Di minggu ketiga bulan Maret 2026, terdapat banyak hari libur yang perlu diperhatikan dalam menyusun jadwal. Penjabat Sementara Direktur Utama PT Bursa Efek Indonesia (BEI), Jeffrey Hendrik, mengungkapkan bahwa BEI akan menyesuaikan timeline implementasi ketentuan minimum free float 15 persen dengan mengacu pada hari libur Bursa yang banyak terjadi, khususnya dalam rangka memperingati Hari Raya Idul Fitri 1447 Hijriah.

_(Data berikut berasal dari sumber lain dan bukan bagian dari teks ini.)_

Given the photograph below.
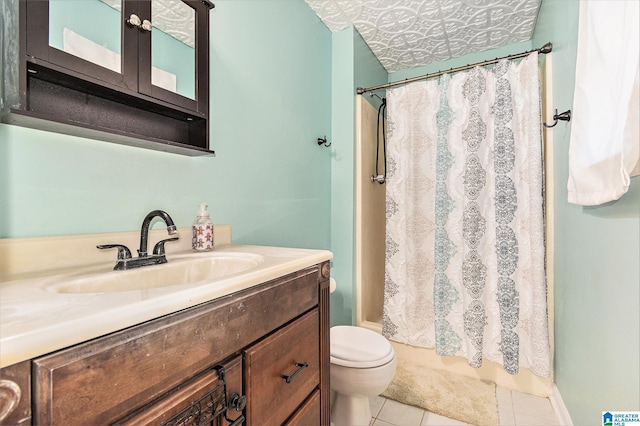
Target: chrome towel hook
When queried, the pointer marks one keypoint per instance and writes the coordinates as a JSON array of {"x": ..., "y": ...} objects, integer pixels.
[
  {"x": 323, "y": 141},
  {"x": 563, "y": 116}
]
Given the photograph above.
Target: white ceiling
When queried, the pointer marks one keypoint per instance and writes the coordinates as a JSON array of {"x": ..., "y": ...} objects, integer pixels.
[{"x": 411, "y": 33}]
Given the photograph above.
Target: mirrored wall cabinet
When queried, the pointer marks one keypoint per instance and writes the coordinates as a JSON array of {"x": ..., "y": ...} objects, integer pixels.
[{"x": 128, "y": 71}]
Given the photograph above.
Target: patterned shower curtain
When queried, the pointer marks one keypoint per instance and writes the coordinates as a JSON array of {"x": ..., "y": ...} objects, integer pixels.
[{"x": 465, "y": 268}]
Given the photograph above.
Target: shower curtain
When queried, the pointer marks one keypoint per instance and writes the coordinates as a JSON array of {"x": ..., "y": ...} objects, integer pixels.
[{"x": 465, "y": 269}]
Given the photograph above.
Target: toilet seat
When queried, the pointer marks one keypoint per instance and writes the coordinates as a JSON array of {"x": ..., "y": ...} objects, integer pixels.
[{"x": 357, "y": 347}]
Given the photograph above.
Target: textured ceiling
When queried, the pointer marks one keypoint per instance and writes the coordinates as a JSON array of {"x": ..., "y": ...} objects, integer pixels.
[{"x": 410, "y": 33}]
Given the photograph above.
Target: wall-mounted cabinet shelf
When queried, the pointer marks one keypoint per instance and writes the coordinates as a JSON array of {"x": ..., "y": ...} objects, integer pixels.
[{"x": 68, "y": 86}]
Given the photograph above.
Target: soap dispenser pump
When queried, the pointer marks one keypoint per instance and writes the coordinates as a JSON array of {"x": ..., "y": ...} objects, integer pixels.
[{"x": 202, "y": 230}]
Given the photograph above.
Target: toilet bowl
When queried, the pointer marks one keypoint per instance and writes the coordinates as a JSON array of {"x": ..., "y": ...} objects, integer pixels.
[{"x": 363, "y": 364}]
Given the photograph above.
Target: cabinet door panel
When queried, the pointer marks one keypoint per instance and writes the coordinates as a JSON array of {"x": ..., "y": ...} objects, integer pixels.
[
  {"x": 271, "y": 399},
  {"x": 308, "y": 414},
  {"x": 172, "y": 68},
  {"x": 199, "y": 397},
  {"x": 59, "y": 33}
]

Saat ini, draft ketentuan tersebut sedang dalam tahap proses diskusi di Otoritas Jasa Keuangan (OJK), sebelum BEI bisa melanjutkan implementasinya. Jeffrey menyatakan bahwa pihak BEI menunggu persetujuan dari OJK terkait draft ketentuan tersebut sebelum melangkah lebih jauh.
Meskipun demikian, Jeffrey menegaskan bahwa target implementasi ketentuan minimum free float 15 persen tetap sesuai dengan rencana, yaitu pada bulan Maret 2026. Namun, ia juga mencatat bahwa terdapat banyak hari libur Bursa yang jatuh pada pekan ketiga bulan tersebut. Oleh karena itu, BEI bersama OJK akan menyesuaikan jadwal implementasi sesuai dengan kondisi tersebut.
Dalam menjawab pertanyaan tentang potensi persetujuan draft ketentuan minimum free float 15 persen oleh OJK pada akhir Maret 2026, Jeffrey menekankan pentingnya memantau dengan cermat proses diskusi yang sedang berlangsung. Sebelumnya, BEI telah menyusun rancangan perubahan peraturan tersebut dan tengah menunggu persetujuan dari OJK setelah melalui proses public hearing.
Dengan demikian, progres implementasi ketentuan minimum free float 15 persen terus berjalan sesuai dengan rencana yang telah disusun. BEI berkomitmen untuk menjaga konsistensi dan mematuhi regulasi yang berlaku demi kelancaran pasar modal di Indonesia.